Achieving compliance with a CMS, continued
The following quote introduces our last topic on
compliance.
"Integrity without knowledge is weak and useless, and
knowledge without integrity is dangerous and dreadful." (Samuel
Johnson 1709- 84)
Knowledge and integrity have hit the headlines a lot in recent
years as one corporate scandal after another has thrown a spotlight
on how organizations deal with the voluminous and never ending
growth of electronic content around them.

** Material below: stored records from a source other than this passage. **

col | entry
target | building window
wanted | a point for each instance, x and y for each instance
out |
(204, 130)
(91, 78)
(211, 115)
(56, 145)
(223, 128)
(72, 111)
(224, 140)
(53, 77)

Today, it’s not so much about how organizations wish to
organize themselves but about the growing number of regulations and
legislation that they must comply with in order to continue to do
business effectively.
In many respects, content management sits at the heart of
this, or more specifically, the need to manage knowledge
(unstructured data) with integrity.
Immediacy’s core specialism is web content management and here
we are fortunate that the majority of systems in this part of the
content jigsaw are mature products that have been around for 10
years or more. For a long time, content managed within most
commercial systems at least, has been done so with quite a high
degree of integrity.
As an example, when content is added to an Immediacy system,
it is automatically time-stamped and a range of metadata applied to
it including, primarily, the author. From this point, workflow can
be configured and all subsequent versions of this content are
stored within the system and can then be audited at any
point.
Over the last couple of years, Immediacy has been developing a
document management system to integrate with and complement our web
content management system. A valid observation could be that why
would we bother as there are more than enough document management
systems around. Our response to this is that in developing a system
now, we can more accurately tailor it to the changing needs of
organisations and exploit new technologies that weren’t available
when the more traditional systems were first created.